James delivered a keynote address focused on the role of the US Air Force amid emerging security challenges. She focused her address on the significance of the US Air Force’s presence in Europe to help address twenty-first security challenges. Missy Ryan, a Pentagon correspondent with the Washington Post, moderated the discussion.
According to James, the Air Force retains a strong relationship with NATO members. “Our allies and partners want more US Air Force,” she said. James also described the Baltic Air Policing Mission, designed to protect the airspace around the Baltic region from Russian aircraft.
Additionally, James spoke about an upcoming permanent Allied presence in the Baltics. While the United States will have command in Poland, she said, NATO allies will coordinate ground and air policing in the Baltics, with charge of the commission changing on a rotational basis. Germany currently holds that commission.
When asked if placing forces in the Baltics might risk escalating tensions with Russia, James responded: “The greater risk is if we did not have a greater presence at this point in time.” She claimed that “by invading, occupying, and attempting to annex Crimea, Russia is demonstrating that it is trying to overrun the norms that have kept the peace for decades.”
“Fortunately the transatlantic community is coming together in response to these actions,” she added.
Additionally, the United States is engaged in the European Deterrence Initiative, renamed from the European Reassurance Initiative in July of 2016.
“Our forces are there as part of a package to deter aggression,” said James. “Not only are we front and center,” she added, “but we’re front and center on day one.” She emphasized the efforts of the Air Force to increase training, acquire more resources, and focus on interoperability.
However, James called for an improvement of infrastructure and capabilities to enhance responsiveness. “We are the most technically advanced but what we have seen over the past twenty-five years is that other countries have been watching us… many are catching up in ways that are worrisome to the United State.” James described how “we are making strides to bring our mechanisms for cooperation well into the twenty-first century.” For example, the Air Force has established cooperative cyber defense in Estonia, said James. In total, there are twenty-four centers of excellence across Europe which “benefit the entirety of the alliance” because of the shared knowledge and pooling of resources.
“We want to make sure that we are investing and moving in the right direction so we can remain the best,” according to James.
She said that a worthy recipient of investment is the F-35 fighter jet; a new aircraft defined by its enhanced capabilities and interoperability suited for a modern security environment. While Trump has questioned the price of the F-35, “the case [for purchasing it] is the threats,” said James. She described how the F-35 allows for greater potential to combat high-end threats, particularly anti-access/area denial environments, such as those imposed by Russia.
According to James, “many of our partners have already begun to express the ways that they expect the F-35 to transform the battlefield.” She added, “we fully support NATO and our allies acquiring these force-multiplying capabilities.”
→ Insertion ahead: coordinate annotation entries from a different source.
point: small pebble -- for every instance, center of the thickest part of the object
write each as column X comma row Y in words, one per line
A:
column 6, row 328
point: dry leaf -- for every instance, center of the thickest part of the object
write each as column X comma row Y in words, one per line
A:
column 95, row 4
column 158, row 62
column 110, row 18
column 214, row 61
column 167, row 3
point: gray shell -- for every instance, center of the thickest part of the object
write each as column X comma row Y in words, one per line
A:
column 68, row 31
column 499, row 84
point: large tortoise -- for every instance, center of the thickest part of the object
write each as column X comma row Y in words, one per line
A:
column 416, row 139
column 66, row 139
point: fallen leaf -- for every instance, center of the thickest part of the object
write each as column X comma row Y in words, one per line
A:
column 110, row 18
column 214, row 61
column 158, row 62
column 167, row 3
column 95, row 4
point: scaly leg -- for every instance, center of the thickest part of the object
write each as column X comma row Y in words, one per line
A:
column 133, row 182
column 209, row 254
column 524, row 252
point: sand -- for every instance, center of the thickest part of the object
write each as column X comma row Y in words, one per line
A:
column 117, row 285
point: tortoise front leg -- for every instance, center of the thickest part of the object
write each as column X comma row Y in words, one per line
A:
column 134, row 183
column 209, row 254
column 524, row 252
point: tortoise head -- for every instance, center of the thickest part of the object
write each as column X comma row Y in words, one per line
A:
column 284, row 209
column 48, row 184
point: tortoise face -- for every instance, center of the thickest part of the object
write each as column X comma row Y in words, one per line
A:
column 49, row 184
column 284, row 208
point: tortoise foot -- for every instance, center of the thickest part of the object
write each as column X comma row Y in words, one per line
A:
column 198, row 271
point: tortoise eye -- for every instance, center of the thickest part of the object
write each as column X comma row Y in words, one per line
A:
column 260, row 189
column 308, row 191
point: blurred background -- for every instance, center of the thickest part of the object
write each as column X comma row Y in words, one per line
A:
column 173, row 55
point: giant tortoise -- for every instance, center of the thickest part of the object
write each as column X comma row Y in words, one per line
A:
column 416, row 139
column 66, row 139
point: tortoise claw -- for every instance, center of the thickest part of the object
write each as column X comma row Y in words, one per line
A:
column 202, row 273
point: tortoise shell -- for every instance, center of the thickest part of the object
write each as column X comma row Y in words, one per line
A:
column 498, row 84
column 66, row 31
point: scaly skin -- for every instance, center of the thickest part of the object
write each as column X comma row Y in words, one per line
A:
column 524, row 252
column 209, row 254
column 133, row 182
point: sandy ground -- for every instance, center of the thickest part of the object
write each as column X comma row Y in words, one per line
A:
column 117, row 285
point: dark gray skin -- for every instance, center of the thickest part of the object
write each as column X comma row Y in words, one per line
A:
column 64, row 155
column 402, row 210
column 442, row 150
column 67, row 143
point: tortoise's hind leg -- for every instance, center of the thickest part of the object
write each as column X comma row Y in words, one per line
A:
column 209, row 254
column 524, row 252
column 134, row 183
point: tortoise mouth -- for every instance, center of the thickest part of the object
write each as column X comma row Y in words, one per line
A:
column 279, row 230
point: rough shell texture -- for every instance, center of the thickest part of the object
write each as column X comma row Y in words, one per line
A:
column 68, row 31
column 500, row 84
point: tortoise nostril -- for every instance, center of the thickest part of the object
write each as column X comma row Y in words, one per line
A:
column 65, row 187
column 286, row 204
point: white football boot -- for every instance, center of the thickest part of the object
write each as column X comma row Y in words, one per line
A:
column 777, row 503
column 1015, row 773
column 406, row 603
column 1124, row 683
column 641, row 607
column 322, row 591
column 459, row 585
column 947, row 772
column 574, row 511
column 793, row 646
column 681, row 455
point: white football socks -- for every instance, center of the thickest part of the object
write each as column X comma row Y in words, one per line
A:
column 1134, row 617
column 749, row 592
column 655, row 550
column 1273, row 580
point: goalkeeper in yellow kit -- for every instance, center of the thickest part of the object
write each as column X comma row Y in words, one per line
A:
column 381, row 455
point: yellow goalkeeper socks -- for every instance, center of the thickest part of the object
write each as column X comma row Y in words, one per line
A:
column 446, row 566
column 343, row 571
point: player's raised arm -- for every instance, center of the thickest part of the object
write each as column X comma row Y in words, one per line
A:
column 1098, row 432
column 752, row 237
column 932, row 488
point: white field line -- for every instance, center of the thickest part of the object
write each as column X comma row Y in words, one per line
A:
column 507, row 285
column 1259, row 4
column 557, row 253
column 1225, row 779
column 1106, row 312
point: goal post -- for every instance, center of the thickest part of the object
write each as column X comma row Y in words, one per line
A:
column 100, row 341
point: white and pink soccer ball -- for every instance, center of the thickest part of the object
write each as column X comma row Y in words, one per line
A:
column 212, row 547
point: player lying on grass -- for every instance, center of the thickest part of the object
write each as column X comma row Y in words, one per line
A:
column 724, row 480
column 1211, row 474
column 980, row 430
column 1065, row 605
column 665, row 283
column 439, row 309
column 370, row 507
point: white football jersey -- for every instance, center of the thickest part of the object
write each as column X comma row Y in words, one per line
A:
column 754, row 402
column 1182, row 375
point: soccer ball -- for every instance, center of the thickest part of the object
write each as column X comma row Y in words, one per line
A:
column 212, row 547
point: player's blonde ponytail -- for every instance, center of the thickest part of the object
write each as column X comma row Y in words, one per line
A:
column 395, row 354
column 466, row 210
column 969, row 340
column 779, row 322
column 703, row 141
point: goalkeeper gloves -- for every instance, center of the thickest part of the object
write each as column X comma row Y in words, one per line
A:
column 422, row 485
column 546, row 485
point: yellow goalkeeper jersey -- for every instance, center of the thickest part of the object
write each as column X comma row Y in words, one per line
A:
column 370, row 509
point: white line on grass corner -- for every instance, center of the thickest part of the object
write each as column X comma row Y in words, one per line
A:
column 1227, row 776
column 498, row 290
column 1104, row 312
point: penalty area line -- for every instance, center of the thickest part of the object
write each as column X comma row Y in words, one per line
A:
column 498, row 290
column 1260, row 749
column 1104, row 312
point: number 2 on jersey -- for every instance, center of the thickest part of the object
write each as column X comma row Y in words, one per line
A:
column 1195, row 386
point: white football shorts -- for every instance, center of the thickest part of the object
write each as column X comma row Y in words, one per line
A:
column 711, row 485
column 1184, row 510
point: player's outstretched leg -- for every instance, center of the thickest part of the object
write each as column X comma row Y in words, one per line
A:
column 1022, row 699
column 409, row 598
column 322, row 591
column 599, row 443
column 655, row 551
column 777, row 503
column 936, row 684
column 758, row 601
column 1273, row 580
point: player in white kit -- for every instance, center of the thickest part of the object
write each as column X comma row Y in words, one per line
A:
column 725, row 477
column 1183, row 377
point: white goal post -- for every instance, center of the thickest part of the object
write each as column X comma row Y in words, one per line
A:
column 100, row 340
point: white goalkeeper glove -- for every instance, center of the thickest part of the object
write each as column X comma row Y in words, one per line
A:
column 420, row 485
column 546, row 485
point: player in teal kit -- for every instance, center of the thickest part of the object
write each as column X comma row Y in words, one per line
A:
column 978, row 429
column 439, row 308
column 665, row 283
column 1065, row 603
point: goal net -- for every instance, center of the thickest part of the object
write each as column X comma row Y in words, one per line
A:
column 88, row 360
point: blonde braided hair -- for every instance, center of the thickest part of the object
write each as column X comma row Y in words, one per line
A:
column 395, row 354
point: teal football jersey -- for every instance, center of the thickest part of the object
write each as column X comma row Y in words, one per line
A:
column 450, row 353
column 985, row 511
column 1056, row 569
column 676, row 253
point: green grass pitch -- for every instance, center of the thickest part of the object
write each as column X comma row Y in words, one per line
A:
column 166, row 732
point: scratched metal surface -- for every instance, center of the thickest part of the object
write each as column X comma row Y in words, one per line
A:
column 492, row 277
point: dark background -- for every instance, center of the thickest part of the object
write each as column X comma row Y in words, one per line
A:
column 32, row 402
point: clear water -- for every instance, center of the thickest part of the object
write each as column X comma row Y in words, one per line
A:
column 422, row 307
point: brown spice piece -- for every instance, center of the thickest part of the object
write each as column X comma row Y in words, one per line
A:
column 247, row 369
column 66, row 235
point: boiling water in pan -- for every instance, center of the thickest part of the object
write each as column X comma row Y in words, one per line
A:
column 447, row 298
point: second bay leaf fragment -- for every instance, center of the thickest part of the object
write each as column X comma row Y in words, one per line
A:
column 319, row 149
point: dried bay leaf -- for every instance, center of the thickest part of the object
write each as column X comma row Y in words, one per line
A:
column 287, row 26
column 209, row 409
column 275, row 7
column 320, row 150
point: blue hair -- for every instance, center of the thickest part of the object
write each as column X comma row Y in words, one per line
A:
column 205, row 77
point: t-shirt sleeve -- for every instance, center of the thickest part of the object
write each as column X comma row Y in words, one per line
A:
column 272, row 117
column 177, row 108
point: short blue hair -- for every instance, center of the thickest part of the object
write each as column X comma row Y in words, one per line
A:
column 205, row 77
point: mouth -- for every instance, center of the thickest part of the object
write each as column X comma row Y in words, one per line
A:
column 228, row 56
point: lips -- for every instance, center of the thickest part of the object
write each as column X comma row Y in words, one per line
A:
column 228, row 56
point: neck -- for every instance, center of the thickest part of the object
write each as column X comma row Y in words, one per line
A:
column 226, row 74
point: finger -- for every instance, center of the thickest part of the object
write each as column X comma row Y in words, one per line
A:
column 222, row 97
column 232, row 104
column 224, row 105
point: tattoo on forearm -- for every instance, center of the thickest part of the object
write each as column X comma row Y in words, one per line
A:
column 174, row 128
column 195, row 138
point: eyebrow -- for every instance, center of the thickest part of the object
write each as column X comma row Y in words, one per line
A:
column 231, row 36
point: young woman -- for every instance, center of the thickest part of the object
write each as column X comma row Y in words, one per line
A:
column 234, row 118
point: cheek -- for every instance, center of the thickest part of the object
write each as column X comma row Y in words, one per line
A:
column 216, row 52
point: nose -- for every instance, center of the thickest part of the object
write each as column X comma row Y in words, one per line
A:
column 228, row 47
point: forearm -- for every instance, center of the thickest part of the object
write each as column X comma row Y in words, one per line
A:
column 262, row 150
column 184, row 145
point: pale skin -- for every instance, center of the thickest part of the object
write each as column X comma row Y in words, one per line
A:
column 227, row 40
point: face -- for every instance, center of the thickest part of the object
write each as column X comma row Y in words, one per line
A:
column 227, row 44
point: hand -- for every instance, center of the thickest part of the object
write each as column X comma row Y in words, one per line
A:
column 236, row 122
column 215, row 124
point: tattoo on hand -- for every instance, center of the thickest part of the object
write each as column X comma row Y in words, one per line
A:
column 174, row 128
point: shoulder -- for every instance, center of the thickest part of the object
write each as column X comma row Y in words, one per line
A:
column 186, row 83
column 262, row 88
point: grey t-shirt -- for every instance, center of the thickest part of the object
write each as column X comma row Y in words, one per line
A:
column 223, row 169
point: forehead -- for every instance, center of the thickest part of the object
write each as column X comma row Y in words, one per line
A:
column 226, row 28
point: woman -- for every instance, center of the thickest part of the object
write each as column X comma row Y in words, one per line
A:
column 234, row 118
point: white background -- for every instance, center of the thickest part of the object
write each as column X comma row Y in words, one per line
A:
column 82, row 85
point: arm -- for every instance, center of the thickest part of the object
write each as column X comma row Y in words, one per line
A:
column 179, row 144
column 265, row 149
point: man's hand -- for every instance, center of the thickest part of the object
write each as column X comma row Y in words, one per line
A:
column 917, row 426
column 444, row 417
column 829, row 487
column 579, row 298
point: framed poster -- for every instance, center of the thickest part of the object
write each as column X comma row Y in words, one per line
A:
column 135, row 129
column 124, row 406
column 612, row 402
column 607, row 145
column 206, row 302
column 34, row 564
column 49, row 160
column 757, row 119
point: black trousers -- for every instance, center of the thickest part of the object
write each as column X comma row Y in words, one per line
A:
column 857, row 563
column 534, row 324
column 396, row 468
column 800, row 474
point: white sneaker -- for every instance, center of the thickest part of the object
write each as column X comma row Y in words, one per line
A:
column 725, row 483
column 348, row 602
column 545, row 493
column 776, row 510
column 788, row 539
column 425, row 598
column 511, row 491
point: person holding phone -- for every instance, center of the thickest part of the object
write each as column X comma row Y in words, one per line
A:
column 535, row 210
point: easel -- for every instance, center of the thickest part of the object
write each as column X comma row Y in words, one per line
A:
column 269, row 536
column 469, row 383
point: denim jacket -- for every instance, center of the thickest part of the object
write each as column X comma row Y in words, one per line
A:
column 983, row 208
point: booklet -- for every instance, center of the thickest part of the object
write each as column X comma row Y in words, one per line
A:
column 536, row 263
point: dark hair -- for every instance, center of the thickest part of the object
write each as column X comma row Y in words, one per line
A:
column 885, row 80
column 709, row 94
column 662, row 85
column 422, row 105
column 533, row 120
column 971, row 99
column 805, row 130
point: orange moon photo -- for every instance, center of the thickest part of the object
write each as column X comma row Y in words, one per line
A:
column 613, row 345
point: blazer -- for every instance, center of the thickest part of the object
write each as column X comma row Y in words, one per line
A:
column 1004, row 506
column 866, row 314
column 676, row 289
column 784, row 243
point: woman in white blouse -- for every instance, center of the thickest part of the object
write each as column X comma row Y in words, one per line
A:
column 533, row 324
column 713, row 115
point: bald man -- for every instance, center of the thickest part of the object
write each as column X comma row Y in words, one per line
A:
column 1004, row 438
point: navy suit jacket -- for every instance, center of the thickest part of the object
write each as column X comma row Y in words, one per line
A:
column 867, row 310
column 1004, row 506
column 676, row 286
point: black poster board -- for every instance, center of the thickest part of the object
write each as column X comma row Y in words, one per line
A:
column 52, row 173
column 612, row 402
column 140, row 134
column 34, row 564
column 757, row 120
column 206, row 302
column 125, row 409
Air Force capability is determined by the technology and resources at its disposal, but also the size of the fighting force. “The US military is the best military in the world… but we have reduced the size of our Air Force over time so capacity is now an issue,” she said. James emphasized the need to increase the number of active duty airmen while conceding that “the budgetary constraints are real.”
Rachel Ansley is an editorial assistant at the Atlantic Council.